外伝EP13 サキュバスに転生したんですけど、何か問題でも? その4
魔族という存在は、神々の敵——つまり魔王とか天魔とか、とにかく、〝悪魔〟のコトである。
へえ、悪魔がいるのか……兎天原は幻想世界のようだな……アハハハ、俺はトンでもない世界へ来てしまった感を凄く感じるぜ。
で、俺——真名をド忘れてしてしまった馬鹿野郎ことサキュラ(仮も魔族の一員のようである。
だが、俺は人間のつもりだ……誰がなんて言おうと人間のつもりだ!
さて。
「お前、夢魔なのか? 魔族の古老がやって来たと思ってビビったぜ!」
「つーか、隊長。大人の姿をした魔族——古老は、通称、魔王ですよ。あの手の類は、兎天原の南方から出てくるなんて稀だって話じゃなかったッスか?」
「え、そうだっけ?」
「そうッスよ! 好奇心旺盛な若い少年少女の姿をした魔族と違って古老達は、面倒くさがり屋な〝ヒッキー〟が多いって話を聞いたばかりじゃないッスか!」
「え、えええ、なんだか意外! 通称、魔王と呼ばれる魔族の古老が、まさかヒッキー……引きこもりばかりだなんてッ!」
うへぇ、意外な話を聞いてしまったぜ。
魔族の古老達――通称、魔王と呼ばれるような連中が、まさかまさかの引きこもりばかりだなんて話を……。

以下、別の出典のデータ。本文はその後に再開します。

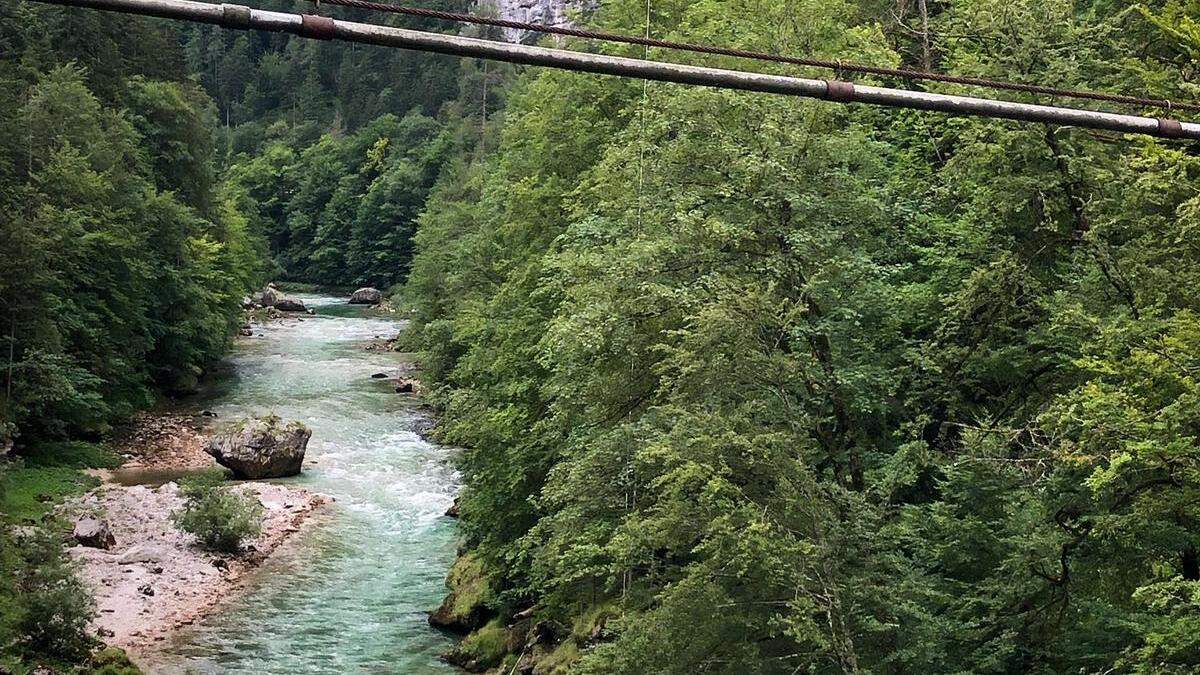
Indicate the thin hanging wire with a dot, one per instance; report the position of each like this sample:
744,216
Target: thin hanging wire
641,130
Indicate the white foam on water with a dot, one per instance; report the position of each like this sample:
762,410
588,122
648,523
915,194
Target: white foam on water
353,596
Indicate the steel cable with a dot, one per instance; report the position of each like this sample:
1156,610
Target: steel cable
834,65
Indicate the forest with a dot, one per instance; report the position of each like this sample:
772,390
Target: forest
743,383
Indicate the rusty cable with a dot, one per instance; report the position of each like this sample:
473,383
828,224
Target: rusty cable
834,65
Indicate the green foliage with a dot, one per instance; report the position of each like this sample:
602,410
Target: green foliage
484,647
342,211
47,607
121,258
113,661
797,387
217,517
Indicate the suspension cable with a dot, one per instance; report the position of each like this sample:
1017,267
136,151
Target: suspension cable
826,64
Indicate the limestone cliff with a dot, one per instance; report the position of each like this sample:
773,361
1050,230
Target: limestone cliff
545,12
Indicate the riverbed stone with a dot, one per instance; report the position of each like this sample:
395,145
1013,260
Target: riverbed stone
366,296
94,532
262,448
269,296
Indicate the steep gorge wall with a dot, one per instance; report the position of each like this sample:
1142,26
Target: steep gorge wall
545,12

その前に、幻想世界(?)である兎天原にも引きこもりの俗称であるヒッキーって言葉があるだなんて――コイツも、なんだかんだと、意外だぜ。
それはともかく、俺と栗鼠の獣人デュシスは、エフェポスの村の平和と治安を守護るモノ達——エフェポス警備隊の屯所へとやって来る。
「これが今の俺か……」
「美人だが地味だな。眼鏡がダサいと思う」
「う、うっせぇ! どうせ、この眼鏡は安モノさー!」
さて、俺は洗面台の鏡に映った自分の姿をジッと見つめている。
性転換してしまった自分の姿を初めて見るワケだし、なんだかんだと、気になってしまんだよなぁ。

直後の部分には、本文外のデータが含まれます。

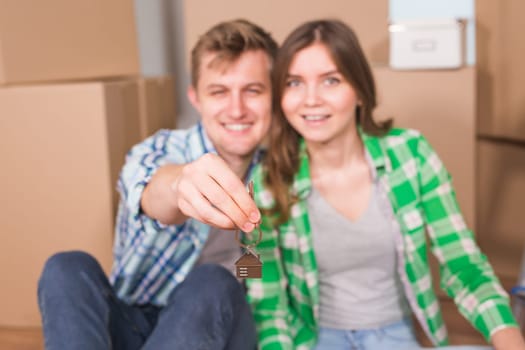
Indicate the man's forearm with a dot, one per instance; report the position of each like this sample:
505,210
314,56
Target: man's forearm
159,198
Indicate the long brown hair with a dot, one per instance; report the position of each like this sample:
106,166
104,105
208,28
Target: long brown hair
282,161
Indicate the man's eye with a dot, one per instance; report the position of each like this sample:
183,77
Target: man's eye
292,82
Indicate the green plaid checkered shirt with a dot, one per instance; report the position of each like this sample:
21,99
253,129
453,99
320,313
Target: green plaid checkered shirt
286,300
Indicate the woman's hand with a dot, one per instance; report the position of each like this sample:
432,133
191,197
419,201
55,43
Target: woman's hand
509,338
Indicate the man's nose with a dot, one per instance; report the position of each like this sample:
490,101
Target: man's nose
237,106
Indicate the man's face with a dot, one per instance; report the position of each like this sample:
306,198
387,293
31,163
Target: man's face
234,100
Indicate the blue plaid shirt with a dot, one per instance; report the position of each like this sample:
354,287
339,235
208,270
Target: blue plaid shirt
151,259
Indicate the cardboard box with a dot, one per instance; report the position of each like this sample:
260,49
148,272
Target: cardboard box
56,40
440,104
501,72
368,18
157,105
62,146
500,194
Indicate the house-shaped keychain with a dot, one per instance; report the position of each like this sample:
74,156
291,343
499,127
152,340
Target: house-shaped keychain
249,266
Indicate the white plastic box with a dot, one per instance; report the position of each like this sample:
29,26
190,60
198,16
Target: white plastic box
429,44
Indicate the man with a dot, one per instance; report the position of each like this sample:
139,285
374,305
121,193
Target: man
175,187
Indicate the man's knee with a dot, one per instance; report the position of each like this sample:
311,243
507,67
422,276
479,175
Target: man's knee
212,281
66,269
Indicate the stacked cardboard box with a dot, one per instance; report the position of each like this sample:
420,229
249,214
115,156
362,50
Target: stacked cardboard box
368,18
501,135
72,103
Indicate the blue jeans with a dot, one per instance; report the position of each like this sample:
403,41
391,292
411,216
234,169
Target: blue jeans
396,336
81,311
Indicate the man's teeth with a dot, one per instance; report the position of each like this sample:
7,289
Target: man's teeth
237,127
314,117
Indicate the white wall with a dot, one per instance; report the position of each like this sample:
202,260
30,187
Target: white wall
160,26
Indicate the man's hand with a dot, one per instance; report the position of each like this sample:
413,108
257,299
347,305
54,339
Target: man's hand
206,189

うーん、容姿端麗でスタイルはイイ方だと思うが、全体的には地味な方だな。
つーか、かけている眼鏡がダサいは余計だ。
俺としては、それなりにお気に入りの眼鏡だったりするワケで――。
ああ、着ている服装が黒いジャージ上下というのもダサいって言われる理由なんだろうか……。
「ああ、そうだ。お前、俺達の仲間にならないか?」
「え、仲間に? それってエフェポス警備隊の一員にならないかってコト?」
「その通りだ。なんだかんだと、人手不足なんだよ」
お、クロウサヒコからエフェポス警備隊の一員にならないかって勧誘されたぞ!
こりゃ、兎天原とかいうワケのわからん世界へ来て早々、仕事が見つかるチャンスかも――どうする、俺。

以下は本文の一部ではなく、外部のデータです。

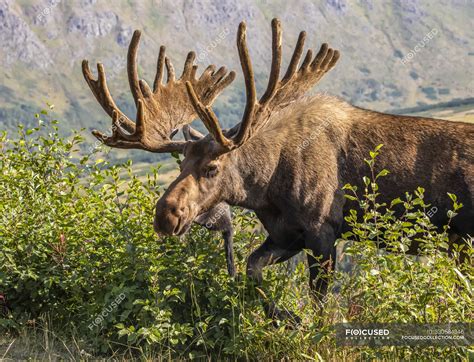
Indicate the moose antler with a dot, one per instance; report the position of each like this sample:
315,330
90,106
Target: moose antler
278,94
161,111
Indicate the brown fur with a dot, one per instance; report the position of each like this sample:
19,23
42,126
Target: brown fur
292,173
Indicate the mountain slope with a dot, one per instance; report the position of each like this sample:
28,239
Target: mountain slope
43,43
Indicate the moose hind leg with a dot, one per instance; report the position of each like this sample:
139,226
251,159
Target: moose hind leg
267,254
229,251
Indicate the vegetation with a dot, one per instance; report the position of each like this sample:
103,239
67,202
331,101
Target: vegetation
82,273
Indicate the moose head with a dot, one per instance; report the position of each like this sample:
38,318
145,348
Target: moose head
216,168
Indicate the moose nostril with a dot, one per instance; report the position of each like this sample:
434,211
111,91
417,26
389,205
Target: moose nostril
178,211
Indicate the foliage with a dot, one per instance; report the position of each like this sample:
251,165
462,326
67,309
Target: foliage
79,256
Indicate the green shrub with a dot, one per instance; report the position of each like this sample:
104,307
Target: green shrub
79,256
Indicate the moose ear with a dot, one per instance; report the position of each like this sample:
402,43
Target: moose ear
190,134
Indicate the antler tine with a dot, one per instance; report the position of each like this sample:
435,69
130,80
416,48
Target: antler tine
101,92
188,66
159,69
132,70
170,70
276,63
209,118
279,93
295,59
249,78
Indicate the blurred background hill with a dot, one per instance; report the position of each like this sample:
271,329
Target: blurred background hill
403,55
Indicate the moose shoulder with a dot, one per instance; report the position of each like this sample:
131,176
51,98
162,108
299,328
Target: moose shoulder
290,156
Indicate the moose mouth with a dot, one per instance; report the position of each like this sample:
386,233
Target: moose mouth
181,228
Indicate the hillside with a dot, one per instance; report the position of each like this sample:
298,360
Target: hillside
43,42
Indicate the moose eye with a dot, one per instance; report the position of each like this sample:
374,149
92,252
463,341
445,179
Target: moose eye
211,171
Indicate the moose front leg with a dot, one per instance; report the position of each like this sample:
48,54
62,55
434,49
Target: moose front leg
321,260
269,253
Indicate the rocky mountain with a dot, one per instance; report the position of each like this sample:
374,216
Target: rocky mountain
395,54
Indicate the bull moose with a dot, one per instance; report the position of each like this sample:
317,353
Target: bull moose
290,156
170,109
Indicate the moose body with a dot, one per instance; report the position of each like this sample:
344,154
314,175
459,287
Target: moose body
292,173
290,156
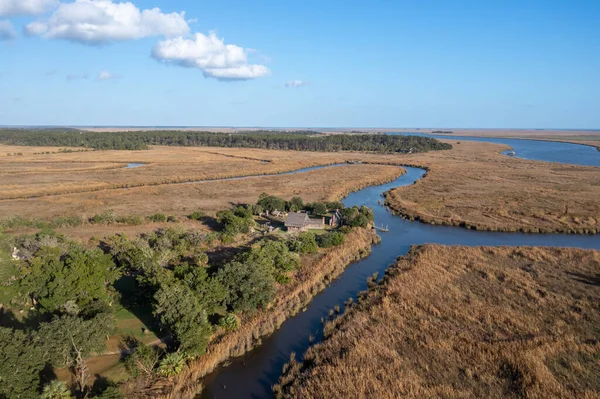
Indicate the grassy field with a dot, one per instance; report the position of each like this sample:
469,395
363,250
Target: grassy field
475,186
471,185
460,322
149,189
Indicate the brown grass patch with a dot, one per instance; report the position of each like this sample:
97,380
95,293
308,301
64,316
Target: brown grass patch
312,277
465,323
475,186
471,185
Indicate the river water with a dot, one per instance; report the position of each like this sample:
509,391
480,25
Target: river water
253,374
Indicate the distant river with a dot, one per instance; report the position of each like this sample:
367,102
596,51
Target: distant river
535,150
253,374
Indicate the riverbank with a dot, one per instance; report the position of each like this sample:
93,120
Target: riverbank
478,188
309,280
464,322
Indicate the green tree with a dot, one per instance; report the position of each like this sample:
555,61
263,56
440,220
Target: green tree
142,360
172,364
70,283
295,204
331,239
8,271
70,340
179,309
22,359
271,203
56,390
233,223
210,292
249,285
319,208
305,243
273,255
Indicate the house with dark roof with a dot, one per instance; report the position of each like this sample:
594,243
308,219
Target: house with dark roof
334,218
296,221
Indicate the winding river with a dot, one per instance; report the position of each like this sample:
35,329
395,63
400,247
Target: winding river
253,374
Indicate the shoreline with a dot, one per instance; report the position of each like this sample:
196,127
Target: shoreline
230,345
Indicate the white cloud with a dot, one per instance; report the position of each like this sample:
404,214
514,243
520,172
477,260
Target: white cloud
294,83
13,8
76,76
103,21
105,75
7,31
210,55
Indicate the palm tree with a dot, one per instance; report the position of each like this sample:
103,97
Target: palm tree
56,390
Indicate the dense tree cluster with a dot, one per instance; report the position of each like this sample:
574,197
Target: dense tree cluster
280,140
70,291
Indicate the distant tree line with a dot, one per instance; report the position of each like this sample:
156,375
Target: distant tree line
279,140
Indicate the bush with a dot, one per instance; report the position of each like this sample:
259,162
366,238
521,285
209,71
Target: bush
332,239
133,220
305,243
271,203
158,218
142,361
172,364
108,217
317,208
229,322
67,221
56,390
196,215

「ふむ、サキュラを仲間にしたい理由……なんとなくわかったぞ。よし、私が許可しよう」
「おお、デュシス様! 相変わらず、ご決断がお早いですね。まあ、そういうコトだ。隊員のひとりとして、よろしく頼む」
「ちょ、勝手に決めんなよなーッ!」
あのぉ、もしもし、俺はまだエフェポス警備隊の一員になるなんて決めちゃいないぞ!
ま、まあ、即、仕事が決まったワケだし、ありがたい話ではあるが――。
「さてさて、新しい隊員が加わったコトだし、早速、例の仕事に取りかかるとするか――ッ!」
「え、ええ、早速、仕事があるワケェ⁉」
うお、早速、何かしらの仕事が!
れ、例の仕事……お、おいおい、ヤバそうな匂いがしてきたぞ。
「なあ、どんな仕事に早速、取りかかるんだぁ?」
「ん、オーク退治だ。最近、ちょくちょく村に外に出没するようになってね」
「オ、オーク⁉ もしかして緑色の肌をした人間型の怪物……」
「その通りだ。しかし、奴らの容姿はわかりやすいとは思わないか?」
「あ、ああ、そうだなぁ……」
え、オーク退治⁉
オークとは人間型の悪鬼の筈だ。
その姿をありていに説明すると、斧や剣といった武器を携えた緑色の肌をした醜悪な小鬼だっけ?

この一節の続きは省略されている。